I think they've built up a decent amount of anticipation for their devices.
And on the dev side I only know slightly more iOS devs than WP7 devs right now
(and far more than Android devs). That's kind of crazy since there are 120M
iOS devices and no WP7 devices shipped. I wouldn't be surprised if others were
seeing a similar phenomena.

And remember MS kept Kin underwraps until a month before shipping, and you see
how well that went. :-)

------
prototype56
I am going to get this just for zune integration .

------
tajddin
I think Microsoft has a lot riding on this platform and as such they'll be
pumping a lot of cash into the marketing and promotion of this release.

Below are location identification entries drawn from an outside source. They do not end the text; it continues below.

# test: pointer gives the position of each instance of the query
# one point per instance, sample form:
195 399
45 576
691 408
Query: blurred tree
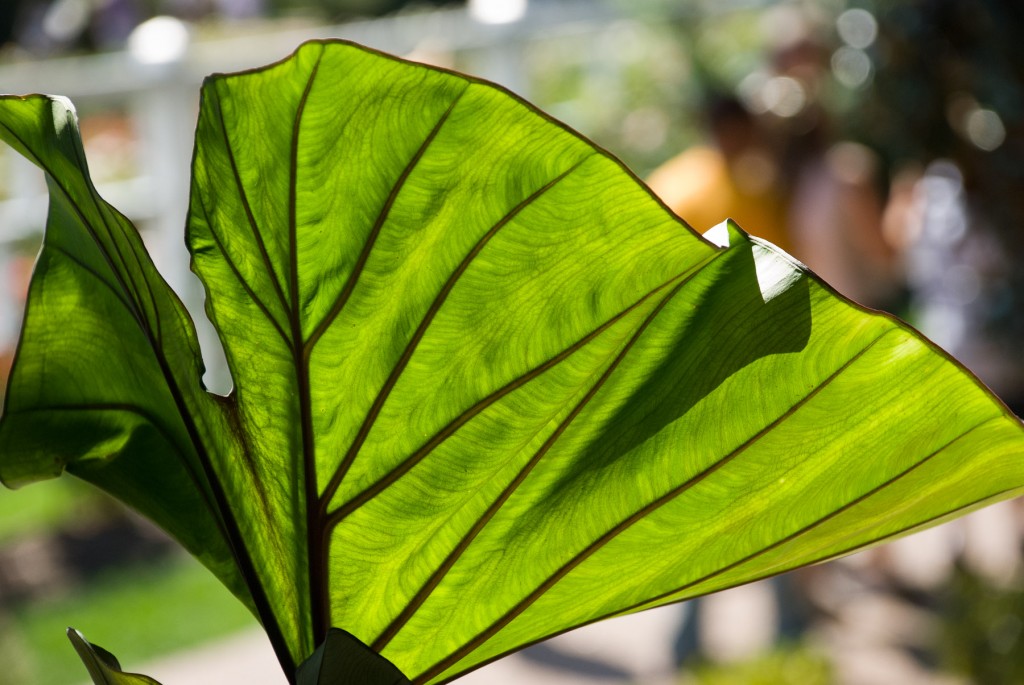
948 83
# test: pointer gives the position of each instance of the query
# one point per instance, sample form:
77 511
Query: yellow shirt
701 188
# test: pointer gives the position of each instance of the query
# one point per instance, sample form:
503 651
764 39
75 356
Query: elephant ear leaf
342 658
102 666
486 387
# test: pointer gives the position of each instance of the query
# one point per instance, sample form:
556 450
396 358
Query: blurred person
835 207
733 177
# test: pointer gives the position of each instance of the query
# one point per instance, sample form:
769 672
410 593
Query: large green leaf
486 387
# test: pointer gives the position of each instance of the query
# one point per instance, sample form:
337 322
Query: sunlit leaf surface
486 388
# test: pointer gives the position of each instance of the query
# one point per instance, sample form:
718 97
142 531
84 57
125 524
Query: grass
43 507
137 613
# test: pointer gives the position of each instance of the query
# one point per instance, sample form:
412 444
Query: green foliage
486 388
982 635
170 606
102 666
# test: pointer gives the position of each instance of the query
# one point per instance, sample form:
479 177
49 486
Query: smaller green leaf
102 666
343 659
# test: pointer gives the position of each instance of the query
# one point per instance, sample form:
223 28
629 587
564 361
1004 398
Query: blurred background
880 142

From a
software standpoint, I'm quite excited about the .NET experience I'll be able
to harness in order to create apps -- Microsoft will be able to leverage
existing .NET developers like me to quickly grow the Windows Phone app
catalog.

As far as the interface is concerned, I like it. It's different and data-
centric, unlike most of the alternatives.

------
jsz0
I think WM7 will be at least a modest success for Microsoft. The Android
handset makers are pushing the platform in a weird direction. Larger handsets
& more software complexity. I think there's probably a lot of people out there
who don't want either an iPhone or an Android device for various reasons. Most
of them are probably RIM users today due to the simplicity of BBOS. WM7 will
be a legitimate option for them. I could see WM7 having a 10-20% market share
within a few years.

------
nopal
On a side note, this is one of the most well-formatted blogs that I've seen
from Microsoft. I usually find MS blog posts very hard to read, and usually
end up not doing so.